One serious issue hidden in the forced doom-contemplation exercise is this one, uncovered by Wired Autopia: Tesla doesn’t own the name Tesla in Europe. It has two trademark filings pending, but these
are subject to outstanding opposition proceedings brought by two prior owners of trademarks consisting of the word Tesla
Egads! How did that one slip by Tesla’s leadership? Speaking of which, another worrying issue is the fact that Tesla can’t dump its chief egomaniac officer, Elon Musk, before the Model S goes into production. Wired Autopia teased this nugget out of the S-1 filing, and strangely, it seems that keeping Musk is a condition of Tesla’s DOE loan. Per the S-1:
Our DOE Loan Facility provides that we will be in default under the facility in the event Mr. Musk and certain of his affiliates fail to own, at any time prior to one year after we complete the project relating to the Model S, at least 65% of the capital stock held by Mr. Musk and such affiliates as of the date of the DOE Loan Facility.
This is mainly troubling in the sense that the S-1 reveals Musk “does not devote his full time and attention” to Tesla, a wholly unsurprising disclosure in light of Musk’s other ventures like private space firm start-up Space X. Musk’s history of Nixonian tendencies doesn’t make a strong case for lashing him to the wheel either.
Meanwhile, Wired dug up another interesting bit: Daimler, which invested $50m into Tesla requires Musk to stay in charge until the Model S rolls out, or the end of 2012, whichever comes first (bets, anyone?).
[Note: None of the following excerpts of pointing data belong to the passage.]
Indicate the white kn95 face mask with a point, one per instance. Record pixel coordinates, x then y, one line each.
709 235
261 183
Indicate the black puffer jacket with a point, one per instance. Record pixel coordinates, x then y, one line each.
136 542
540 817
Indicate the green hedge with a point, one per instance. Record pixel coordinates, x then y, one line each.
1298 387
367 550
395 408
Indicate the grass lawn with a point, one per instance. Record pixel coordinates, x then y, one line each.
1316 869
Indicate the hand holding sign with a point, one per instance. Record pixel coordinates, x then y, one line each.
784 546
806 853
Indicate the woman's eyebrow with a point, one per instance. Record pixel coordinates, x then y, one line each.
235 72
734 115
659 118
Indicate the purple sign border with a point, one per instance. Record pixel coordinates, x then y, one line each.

Moreover, Daimler’s investment fund Blackstar enjoys
a right of notice on any acquisition proposal we receive for which we determine to engage in further discussions with a potential acquiror or otherwise pursue. Blackstar then has a right, within a specified time period, to submit a competing acquisition proposal.
And yet, Gawker’s Valleywag suggests that Google could be moving to rescue Tesla through some convoluted financial manouvering. This would be the final nail in Tesla’s coffin, proving once and for all that it’s a Silicon Valley toy company (the alleged Google front is also investing in a zeppelin company) rather than the world-changing automaker Musk has thus far touted it as.
A Google-backed buyer is possible in the sense that Daimler is developing its own battery thermal management system and has other, bigger irons in the battery-supplier fire. Besides, Tesla’s deal was only to supply drivetrain components for an EV version of the dead-in-the-water Smart. In short, the only OEM to touch Tesla with a 50-foot pole has largely moved on. Meanwhile, BMW is showing Daimler how the EV-development game is played, getting overenthusiastic early-adopters to shell out $850 per month for the right to be guinea pigs for its MINI E development. Not only is this a smarter model than investing in start-ups like Tesla, it also soaks up the rather limited EV-at-any-price demand that might otherwise spend their money at Tesla.
All in all, the signs don’t look good.